Date when the extraction was performed, like '1997-10-10' or '1997-10-10 23:59:59'. If None, uses current date and time.

None
chunk_size int

Characters per chunk

2048
chunk_overlap int

Overlapping characters between chunks

256
facts_per_chunk int

Max number of atomic facts to group into a single extraction batch (default: 10)

10
max_workers int

Max concurrent extraction workers

10
verbose bool

Display detailed execution logs and progress information

False

_extract_data(text: str) -> AutoGraphSchema

Extract atomic facts first, then extract edges (Two-stage extraction).

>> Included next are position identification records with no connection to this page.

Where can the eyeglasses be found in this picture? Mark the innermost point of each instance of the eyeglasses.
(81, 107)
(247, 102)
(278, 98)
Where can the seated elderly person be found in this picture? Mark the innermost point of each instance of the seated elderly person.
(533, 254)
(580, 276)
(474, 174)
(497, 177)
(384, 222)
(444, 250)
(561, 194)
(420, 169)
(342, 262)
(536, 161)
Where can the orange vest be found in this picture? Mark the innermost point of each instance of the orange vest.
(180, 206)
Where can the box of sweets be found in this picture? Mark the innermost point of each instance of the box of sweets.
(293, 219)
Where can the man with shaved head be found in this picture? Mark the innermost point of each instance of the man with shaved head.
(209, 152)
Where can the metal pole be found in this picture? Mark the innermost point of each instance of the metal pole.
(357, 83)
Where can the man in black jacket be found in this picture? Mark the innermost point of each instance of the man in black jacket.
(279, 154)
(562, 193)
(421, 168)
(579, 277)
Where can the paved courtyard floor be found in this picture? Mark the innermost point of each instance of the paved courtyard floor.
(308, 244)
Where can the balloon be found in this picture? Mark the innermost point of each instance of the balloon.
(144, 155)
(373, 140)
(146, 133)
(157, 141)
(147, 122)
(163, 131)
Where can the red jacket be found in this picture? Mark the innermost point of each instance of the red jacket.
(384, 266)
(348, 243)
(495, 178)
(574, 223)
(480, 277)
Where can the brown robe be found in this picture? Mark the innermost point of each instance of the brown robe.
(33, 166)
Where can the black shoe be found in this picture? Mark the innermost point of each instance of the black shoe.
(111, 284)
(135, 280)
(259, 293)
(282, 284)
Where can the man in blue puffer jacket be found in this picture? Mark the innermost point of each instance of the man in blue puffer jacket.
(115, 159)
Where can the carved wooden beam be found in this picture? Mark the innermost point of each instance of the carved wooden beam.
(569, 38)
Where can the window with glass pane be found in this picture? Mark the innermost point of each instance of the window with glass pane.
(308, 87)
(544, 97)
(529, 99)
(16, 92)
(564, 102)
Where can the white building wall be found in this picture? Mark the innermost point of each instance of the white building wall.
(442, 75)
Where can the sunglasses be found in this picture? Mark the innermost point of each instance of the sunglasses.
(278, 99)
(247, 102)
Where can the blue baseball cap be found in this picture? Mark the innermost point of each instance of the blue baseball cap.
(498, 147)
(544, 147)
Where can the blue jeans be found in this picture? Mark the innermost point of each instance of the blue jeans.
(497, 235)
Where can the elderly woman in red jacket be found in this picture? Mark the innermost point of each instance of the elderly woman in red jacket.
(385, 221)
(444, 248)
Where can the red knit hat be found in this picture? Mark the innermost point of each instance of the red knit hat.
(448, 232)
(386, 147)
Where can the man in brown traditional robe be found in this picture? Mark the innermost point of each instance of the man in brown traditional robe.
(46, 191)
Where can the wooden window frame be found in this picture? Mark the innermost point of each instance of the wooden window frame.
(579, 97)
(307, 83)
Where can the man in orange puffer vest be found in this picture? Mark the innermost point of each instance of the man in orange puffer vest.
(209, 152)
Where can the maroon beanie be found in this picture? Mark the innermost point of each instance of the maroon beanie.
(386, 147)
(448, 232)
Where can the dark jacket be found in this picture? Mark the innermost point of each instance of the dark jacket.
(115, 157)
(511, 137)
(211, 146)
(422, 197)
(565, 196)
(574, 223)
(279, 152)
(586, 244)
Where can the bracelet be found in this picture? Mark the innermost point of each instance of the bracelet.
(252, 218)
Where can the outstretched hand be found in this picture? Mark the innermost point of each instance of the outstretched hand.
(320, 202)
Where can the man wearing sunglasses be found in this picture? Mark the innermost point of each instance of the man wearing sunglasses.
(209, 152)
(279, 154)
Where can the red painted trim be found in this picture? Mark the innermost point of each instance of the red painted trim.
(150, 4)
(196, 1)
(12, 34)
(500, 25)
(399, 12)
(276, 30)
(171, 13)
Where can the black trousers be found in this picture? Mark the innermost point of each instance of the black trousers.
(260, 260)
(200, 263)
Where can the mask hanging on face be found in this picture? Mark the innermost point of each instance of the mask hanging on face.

Process: 1. Split text into chunks. 2. Batch extract atomic facts from chunks. 3. Consolidate facts into a unified context. 4. Split consolidated facts into chunks. 5. Batch extract edges from fact chunks. 6. Post-process: Set t_obs timestamp & Derive nodes. 7. Merge all partial graphs into one global graph.

Parameters:

Name Type Description Default
text str

Input text.

required

Returns:

Type Description
AutoGraphSchema

Extracted and validated graph.

match_nodes_and_update_edges(threshold: float = 0.8) -> Atom

Match nodes in the graph and update edges accordingly using SemHash with embeddings.

This method identifies and merges similar nodes based on semantic similarity using embeddings from the instance's embedder. It updates edges to reflect any changes in node identities.

Parameters:

Name Type Description Default
threshold float

Similarity threshold for matching nodes (0.0 to 1.0). Defaults to 0.8.

0.8

Returns:

Type Description
Atom

The updated Atom instance with matched nodes and updated edges.